I just finished rewriting and editing yet another draft of my first book. I cannot tell you how amazing that feels. Primarily because it’s the best thing I’ve written up until this point.
Have I neglected my blog and bloggy friends to get it done?
Have I done little else but write and edit?
Do I regret those actions?
Not a bit.
I have a love-hate relationship with my writing at times, but I’m proud of this draft, and this time I’ll have two different writers/editors give feedback before I resubmit it to agencies and publishers. I’m so excited (and terrified!) to receive their feedback so I can make my book even better!

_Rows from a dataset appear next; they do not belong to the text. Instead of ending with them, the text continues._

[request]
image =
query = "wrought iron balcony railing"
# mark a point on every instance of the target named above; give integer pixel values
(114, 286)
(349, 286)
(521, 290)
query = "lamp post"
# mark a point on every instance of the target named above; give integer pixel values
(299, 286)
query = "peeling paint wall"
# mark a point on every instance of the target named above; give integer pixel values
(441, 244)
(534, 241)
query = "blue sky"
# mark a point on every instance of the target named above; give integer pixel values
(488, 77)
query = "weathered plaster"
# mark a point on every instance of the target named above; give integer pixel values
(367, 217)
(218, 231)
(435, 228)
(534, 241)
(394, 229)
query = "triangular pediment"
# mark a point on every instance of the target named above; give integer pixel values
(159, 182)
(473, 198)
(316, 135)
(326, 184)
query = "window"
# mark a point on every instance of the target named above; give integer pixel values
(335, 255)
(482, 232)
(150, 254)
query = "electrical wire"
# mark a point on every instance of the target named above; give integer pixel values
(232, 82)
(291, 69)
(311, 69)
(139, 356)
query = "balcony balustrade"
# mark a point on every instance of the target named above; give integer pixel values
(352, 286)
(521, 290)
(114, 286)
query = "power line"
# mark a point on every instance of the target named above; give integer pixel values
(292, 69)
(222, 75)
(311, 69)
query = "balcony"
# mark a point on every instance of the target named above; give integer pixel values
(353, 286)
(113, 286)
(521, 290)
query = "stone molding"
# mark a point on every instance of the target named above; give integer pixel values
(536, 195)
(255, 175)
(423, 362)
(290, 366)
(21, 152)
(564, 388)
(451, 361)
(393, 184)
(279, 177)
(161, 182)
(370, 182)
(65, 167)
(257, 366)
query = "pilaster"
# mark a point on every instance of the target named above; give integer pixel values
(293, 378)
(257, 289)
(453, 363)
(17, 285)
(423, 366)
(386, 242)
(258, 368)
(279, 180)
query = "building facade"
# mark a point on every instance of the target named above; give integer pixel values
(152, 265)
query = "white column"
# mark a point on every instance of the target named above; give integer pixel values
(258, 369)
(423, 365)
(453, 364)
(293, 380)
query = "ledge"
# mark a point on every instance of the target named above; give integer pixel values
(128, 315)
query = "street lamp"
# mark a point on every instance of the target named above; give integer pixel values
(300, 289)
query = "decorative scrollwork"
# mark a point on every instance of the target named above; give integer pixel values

My latest draft ended up being 126,000 words, which is FAR too long for a middle grade book. I whittled it down to 108,000, which is three thousand words MORE than my last draft! HA! I’d hoped to shorten it with the rewrite, but so much changed I just couldn’t. Once I get feedback, I’m hoping to cut that to less than 100,000, but I have no idea where else to cut.
I’m sure some of the cuts will break my heart, but them’s the breaks when you’re a writer striving for publication.
So, tell me… what have you been working on since I’ve been shamefully absent? I can’t wait to hear about your projects! Hopefully now I can get back to blogging regularly since this monkey is finally off my back.
Now… on to outlining the rest of the series! Woot! And continuing my work on the second book.
“I do three drafts handwritten and then it’s typed up… They are different from each other, they are hopefully improvements in the sense you’re going back over something. The first time you write it, it’s the first thing that you can think. The second time you’re trying to shape the dialogue, helping the characters. The third time you’re doing it because you want the words to sound nice, hopefully making the prose better, making it more fun to read, making the jokes funnier and the scary bits scarier.”
― Clive Barker
“Your first draft is a petulant teenager, sure it knows best, adamant that its Mother is wrong. Your third draft has emerged from puberty, realising that its Mother was right about everything.”
― Angeline Trevena
“So the writer who breeds more words than he needs, is making a chore for the reader who reads.”